Martin Brundle: Erleichtert über Spielberg-Urteil

Von Vanessa Georgoulas
Formel 1

GP-Veteran und Sky Sports F1-Experte Martin Brundle stimmt den Regelhütern von Spielberg zu und feiert Ferrari für die Entscheidung, nicht gegen das Urteil zum entscheidenden Manöver vorzugehen.

Mehr als drei Stunden untersuchten die Regelhüter Nish Shetty, Tom Kristensen, Silvia Bellot und Walter Jobst das entscheidende Überholmanöver von Max Verstappen an Charles Leclerc in der 69. Runde, das Ersterem den zweiten Sieg in Folge im Heimspiel des Red Bull Racing-Teams in Spielberg einbrachte.

Die Rennkommissare kamen letztlich zum Schluss, dass der Positionswechsel, und der Kontakt zwischen den beiden Autos, ein normaler Rennzwischenfall war, was auch GP-Veteran Martin Brundle freut. Der heutige Sky Sports F1-Experte erklärt in seiner neuesten Kolumne auf «Skysports.com»: «Der diesjährige Österreich-GP bot alles, abgesehen von Ausfällen oder Safety-Car-Einsätzen.
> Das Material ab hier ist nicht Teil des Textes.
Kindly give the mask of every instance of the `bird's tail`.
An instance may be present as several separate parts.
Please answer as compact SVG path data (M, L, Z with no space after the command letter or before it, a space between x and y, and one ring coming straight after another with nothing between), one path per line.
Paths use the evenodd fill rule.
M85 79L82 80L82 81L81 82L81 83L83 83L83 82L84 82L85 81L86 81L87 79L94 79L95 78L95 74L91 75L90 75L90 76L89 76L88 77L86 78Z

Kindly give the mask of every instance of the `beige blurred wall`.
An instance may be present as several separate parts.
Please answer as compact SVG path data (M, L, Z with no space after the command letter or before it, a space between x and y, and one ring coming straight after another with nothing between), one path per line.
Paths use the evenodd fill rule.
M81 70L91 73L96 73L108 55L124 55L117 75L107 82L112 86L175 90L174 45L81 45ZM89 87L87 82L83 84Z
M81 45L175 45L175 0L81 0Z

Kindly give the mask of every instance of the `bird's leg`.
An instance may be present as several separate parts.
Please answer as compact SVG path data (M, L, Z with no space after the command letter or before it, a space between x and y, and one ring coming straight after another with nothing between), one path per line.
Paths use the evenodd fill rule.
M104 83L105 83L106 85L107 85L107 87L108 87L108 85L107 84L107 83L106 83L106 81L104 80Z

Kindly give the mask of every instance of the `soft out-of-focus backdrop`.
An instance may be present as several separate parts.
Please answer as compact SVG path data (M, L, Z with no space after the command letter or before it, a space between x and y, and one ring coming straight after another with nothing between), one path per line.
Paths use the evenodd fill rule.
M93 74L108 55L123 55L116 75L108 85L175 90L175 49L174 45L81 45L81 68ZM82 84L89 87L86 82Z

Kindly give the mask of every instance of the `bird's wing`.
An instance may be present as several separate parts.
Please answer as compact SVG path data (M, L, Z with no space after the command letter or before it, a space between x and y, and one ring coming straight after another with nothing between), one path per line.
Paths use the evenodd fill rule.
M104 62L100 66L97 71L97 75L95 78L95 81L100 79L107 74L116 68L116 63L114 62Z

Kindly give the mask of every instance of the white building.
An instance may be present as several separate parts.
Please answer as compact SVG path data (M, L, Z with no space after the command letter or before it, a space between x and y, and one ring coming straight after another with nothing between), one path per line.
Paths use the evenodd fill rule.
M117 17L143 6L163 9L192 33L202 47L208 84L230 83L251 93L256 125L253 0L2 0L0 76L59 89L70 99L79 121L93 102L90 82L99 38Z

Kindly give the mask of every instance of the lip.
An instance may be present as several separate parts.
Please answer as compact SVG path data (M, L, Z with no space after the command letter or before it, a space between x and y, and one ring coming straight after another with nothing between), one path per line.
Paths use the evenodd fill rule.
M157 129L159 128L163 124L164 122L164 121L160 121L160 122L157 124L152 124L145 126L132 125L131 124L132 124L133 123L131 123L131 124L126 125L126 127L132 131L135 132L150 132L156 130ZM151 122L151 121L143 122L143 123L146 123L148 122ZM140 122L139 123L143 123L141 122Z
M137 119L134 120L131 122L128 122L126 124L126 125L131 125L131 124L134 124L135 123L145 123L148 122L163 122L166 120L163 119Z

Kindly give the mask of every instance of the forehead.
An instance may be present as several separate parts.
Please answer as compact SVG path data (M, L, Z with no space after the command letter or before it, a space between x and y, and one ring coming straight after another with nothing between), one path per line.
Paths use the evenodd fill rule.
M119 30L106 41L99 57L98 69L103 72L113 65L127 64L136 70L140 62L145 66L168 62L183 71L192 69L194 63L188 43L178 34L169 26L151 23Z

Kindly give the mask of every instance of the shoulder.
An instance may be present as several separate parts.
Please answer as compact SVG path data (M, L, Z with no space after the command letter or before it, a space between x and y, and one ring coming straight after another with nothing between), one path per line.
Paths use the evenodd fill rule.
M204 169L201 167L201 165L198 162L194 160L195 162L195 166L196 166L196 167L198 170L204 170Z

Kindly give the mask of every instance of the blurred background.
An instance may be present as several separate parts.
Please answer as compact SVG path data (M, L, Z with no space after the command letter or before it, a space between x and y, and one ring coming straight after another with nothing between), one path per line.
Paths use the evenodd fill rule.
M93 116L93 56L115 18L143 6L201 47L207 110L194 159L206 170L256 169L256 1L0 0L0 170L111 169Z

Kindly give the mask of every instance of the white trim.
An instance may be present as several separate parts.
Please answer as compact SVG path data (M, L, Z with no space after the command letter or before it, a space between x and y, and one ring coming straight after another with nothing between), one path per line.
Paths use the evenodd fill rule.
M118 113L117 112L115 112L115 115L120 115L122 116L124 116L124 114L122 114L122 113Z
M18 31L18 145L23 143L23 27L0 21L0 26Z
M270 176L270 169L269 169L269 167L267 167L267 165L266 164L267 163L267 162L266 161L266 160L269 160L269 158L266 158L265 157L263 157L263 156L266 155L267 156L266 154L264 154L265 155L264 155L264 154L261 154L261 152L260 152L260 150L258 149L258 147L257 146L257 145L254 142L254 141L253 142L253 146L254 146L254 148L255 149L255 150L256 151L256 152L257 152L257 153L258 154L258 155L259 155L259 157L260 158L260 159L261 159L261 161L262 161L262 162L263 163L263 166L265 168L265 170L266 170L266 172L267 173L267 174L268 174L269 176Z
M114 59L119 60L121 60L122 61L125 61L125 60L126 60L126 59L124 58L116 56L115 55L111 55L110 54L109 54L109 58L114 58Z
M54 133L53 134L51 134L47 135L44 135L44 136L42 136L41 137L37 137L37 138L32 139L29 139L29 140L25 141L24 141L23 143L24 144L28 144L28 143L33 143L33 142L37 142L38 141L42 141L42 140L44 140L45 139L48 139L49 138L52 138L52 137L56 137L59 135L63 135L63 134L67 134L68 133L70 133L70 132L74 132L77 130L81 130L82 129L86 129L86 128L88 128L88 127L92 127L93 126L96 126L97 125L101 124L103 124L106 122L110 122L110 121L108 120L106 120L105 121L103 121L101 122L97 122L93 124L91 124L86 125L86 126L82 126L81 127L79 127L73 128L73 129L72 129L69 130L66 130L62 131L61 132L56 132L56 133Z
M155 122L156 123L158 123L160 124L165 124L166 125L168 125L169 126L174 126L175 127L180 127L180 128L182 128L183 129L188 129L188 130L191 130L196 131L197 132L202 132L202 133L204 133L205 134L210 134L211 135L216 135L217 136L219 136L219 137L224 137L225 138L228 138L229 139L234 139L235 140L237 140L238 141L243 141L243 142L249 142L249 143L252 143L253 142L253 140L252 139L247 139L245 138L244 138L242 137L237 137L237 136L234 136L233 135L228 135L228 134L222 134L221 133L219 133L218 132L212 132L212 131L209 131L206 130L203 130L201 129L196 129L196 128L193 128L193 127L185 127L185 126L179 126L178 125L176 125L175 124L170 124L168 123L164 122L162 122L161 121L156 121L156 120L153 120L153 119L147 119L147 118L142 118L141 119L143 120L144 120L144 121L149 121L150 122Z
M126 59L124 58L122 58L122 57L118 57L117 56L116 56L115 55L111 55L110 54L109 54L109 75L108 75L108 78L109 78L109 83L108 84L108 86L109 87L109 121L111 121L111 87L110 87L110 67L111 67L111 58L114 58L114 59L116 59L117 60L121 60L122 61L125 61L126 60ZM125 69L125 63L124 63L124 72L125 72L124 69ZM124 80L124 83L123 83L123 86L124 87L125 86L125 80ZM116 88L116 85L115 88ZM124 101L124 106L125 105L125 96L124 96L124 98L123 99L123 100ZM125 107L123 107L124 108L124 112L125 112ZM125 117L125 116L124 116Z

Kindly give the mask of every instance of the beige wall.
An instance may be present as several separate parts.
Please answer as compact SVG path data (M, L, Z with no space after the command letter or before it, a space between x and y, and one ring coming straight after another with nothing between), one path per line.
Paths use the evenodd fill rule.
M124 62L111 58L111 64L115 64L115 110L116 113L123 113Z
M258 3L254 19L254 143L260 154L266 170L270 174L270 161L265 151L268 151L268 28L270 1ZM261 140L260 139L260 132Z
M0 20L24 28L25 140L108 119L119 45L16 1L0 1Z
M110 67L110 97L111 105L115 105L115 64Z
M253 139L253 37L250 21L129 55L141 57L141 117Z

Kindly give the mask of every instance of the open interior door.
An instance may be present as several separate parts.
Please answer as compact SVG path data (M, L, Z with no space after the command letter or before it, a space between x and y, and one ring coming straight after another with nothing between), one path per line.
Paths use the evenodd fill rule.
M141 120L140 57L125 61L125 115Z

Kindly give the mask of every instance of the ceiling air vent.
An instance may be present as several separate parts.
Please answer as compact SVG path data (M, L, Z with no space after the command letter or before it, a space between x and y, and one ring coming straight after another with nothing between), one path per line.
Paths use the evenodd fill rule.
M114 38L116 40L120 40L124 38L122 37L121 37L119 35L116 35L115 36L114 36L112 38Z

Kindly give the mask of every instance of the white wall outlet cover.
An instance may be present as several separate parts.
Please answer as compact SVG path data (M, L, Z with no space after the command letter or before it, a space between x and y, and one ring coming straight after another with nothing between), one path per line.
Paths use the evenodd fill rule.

Wenn wir das nächste Mal einen besonders spannenden oder langweiligen Grand Prix sehen, sollten wir diesen im Kontext der letzten zehn Tage, in denen wir die Rennen in Le Castellet und Spielberg erlebt haben, mit Bedacht bewerten.»

«Ich bin sehr erleichtert, dass die Regelhüter auf eine Strafe verzichtet haben, nachdem sie die Szene in der dritten Kurve der drittletzten Rennrunde und den Kontakt zwischen Max Verstappen und Charles Leclerc untersucht hatten. Das war ein Sieg für die Vernunft in der Formel 1», betont der Brite, fügt aber auch an:«Ich fühle auch mit Ferrari, die bereits drei Rennen in diesem Jahr hätten gewinnen können.»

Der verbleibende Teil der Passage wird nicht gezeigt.